En el aula, nuestros rostros delataban una homogeneidad que se expresaba
tácitamente en la lista de control de asistencia. Una mayoría de quispes,
mamanis, ticonas, choques, huancas, apazas, reducían al mínimo apellidos tipo Monrroy
o Romero.
-Sólo tengo de color rojo, ¿está bien?
-Sí, no hay lio, la cosa es que raye.
René escribía apoyando su cuaderno en el borde de la mesa. El morado de sus manos, de nuestras manos, delataban el frio de El Alto aún a las nueve de la mañana.

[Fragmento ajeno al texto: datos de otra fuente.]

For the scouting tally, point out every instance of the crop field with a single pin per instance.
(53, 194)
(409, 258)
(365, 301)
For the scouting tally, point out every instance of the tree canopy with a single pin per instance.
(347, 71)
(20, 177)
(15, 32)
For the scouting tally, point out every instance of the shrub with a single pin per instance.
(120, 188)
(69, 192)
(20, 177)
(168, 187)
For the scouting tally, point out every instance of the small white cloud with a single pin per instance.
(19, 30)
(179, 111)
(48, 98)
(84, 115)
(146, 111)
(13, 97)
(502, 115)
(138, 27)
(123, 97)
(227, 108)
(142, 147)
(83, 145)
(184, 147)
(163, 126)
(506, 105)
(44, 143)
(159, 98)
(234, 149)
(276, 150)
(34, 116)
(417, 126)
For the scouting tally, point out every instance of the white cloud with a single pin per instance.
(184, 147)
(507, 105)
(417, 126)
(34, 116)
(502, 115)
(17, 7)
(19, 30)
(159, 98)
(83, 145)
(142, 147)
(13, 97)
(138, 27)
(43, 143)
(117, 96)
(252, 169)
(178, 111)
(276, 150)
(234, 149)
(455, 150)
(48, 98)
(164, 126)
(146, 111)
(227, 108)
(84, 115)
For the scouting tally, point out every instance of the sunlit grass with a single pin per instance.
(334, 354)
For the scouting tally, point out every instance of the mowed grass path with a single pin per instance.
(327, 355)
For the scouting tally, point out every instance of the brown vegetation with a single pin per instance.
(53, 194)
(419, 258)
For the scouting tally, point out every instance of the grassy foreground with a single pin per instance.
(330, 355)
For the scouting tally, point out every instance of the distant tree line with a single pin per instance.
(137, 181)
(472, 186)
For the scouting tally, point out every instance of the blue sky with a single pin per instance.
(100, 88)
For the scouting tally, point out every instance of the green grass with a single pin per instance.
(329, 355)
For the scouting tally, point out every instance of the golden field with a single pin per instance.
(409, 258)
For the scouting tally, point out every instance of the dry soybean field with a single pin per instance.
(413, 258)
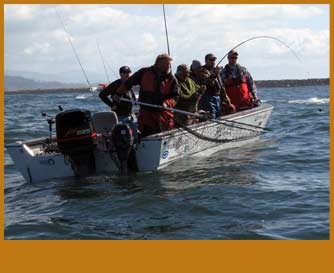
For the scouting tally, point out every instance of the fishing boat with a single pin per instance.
(97, 144)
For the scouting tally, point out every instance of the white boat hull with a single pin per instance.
(153, 152)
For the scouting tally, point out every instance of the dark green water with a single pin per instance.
(277, 188)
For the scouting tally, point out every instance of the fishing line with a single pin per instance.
(104, 65)
(75, 52)
(260, 37)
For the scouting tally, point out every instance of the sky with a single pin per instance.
(134, 35)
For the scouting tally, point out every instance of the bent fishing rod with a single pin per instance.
(196, 115)
(75, 52)
(260, 37)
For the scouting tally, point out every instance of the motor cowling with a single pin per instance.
(76, 138)
(122, 138)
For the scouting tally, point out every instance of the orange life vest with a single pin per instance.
(154, 90)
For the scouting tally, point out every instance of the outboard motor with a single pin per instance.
(122, 138)
(76, 138)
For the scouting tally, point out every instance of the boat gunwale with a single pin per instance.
(176, 132)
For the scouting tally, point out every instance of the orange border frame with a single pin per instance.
(164, 256)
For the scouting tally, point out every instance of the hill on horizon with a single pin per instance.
(16, 83)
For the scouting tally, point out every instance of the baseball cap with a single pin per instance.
(125, 69)
(210, 56)
(195, 65)
(232, 52)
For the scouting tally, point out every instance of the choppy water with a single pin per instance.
(277, 188)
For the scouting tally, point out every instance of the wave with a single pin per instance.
(313, 100)
(82, 97)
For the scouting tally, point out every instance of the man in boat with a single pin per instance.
(189, 93)
(195, 68)
(214, 100)
(239, 84)
(157, 87)
(123, 109)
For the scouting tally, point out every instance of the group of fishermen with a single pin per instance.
(207, 89)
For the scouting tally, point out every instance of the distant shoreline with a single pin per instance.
(259, 84)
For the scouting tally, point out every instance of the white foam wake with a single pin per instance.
(313, 100)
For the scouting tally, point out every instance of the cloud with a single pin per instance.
(35, 39)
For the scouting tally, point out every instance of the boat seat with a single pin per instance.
(104, 121)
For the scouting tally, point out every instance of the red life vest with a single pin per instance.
(238, 92)
(153, 90)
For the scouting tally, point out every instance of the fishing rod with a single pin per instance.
(104, 65)
(196, 115)
(163, 8)
(260, 37)
(75, 52)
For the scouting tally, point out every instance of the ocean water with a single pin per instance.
(276, 188)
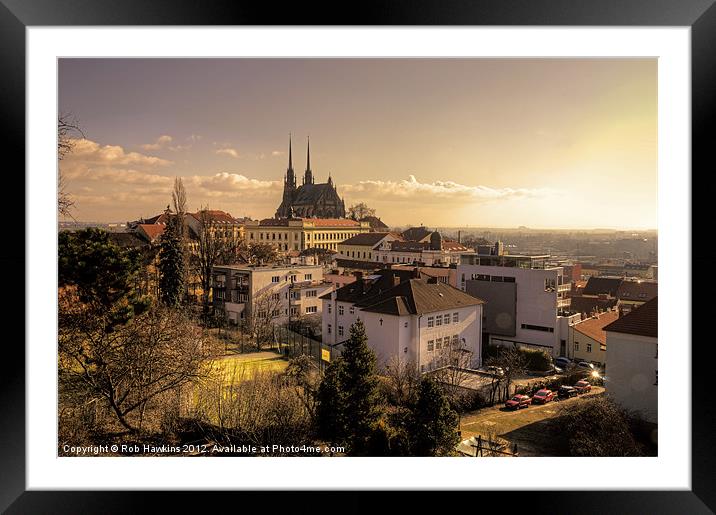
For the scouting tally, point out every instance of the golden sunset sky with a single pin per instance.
(544, 143)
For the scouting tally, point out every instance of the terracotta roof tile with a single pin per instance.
(641, 321)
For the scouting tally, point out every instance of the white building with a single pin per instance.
(363, 247)
(408, 317)
(527, 301)
(632, 360)
(282, 292)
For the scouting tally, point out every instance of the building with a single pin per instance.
(436, 251)
(527, 301)
(310, 200)
(363, 247)
(588, 340)
(280, 294)
(634, 293)
(406, 317)
(290, 234)
(376, 224)
(632, 360)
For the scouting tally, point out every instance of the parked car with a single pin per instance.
(583, 387)
(518, 401)
(562, 362)
(565, 392)
(495, 370)
(543, 396)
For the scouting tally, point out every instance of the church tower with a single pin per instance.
(308, 176)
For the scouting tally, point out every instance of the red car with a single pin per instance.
(583, 387)
(518, 401)
(543, 396)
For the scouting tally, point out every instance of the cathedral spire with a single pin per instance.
(308, 176)
(290, 177)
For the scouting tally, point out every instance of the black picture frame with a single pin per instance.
(699, 15)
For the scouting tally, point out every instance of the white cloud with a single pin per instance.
(229, 152)
(411, 188)
(159, 143)
(90, 152)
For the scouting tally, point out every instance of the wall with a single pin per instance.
(631, 372)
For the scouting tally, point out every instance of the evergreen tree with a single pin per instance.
(434, 423)
(362, 408)
(102, 274)
(171, 264)
(331, 404)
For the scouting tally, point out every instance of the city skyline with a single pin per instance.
(541, 143)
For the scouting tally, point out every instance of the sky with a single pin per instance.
(541, 143)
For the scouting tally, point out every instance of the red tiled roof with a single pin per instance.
(453, 245)
(594, 327)
(641, 321)
(153, 231)
(332, 222)
(215, 215)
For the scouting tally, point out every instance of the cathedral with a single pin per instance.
(310, 200)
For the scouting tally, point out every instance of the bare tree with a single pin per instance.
(213, 246)
(128, 367)
(360, 211)
(456, 360)
(303, 373)
(179, 203)
(260, 321)
(403, 381)
(68, 130)
(513, 363)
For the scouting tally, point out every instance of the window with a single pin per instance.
(538, 328)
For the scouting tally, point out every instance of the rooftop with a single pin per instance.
(594, 327)
(642, 321)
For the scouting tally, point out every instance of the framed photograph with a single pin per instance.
(428, 236)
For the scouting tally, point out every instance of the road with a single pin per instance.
(532, 429)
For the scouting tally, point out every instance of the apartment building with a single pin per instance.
(633, 360)
(283, 293)
(290, 234)
(527, 300)
(407, 317)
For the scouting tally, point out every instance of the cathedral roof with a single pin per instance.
(311, 193)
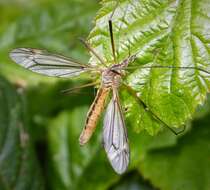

Algunos más cautos, llevaban guantes y chalinas, otras hasta mantillas para enrolarse en la cintura y las piernas. “Todo estudio es un sacrifico”, señalaba el docente y luego, en un tono desafiante, nos preguntaba el por qué habíamos decidido estudiar Derecho.
- ¡Porque quiero solucionar los problemas
de linderos de mi comunidad!, respondía
Josefina con alta seguridad en sus palabras.
- Porque quiero conocer las leyes para
ayudar a la gente más necesitada, decía Omar, al
igual que otros quince compañeros.
- Porque quiero tener una profesión que
me solvente económicamente, respondía
Milton, dejando los prejuicios y de un modo más sincero.
Mientras tanto, otra vez me
hablaba René casi cerca de mi oído —La plata no es suficiente— me decía —hay que tener título, o si no la gente no
nos va a respetar—. Recuerdo bien sus palabras, como también
recuerdo la tarde que lo conmemoramos junto a todo el curso, la vez que nos
dejó al ser víctima de un tiroteo mientras trabajaba en su taxi por la
carretera a Copacabana. En su epitafio, antes de su nombre, se resaltaba el
“Dr.” de “Doctor”, aunque aún no lo era, simbolizaba su proyección. De todas
formas, era el primero en su familia que había ingresado a la universidad.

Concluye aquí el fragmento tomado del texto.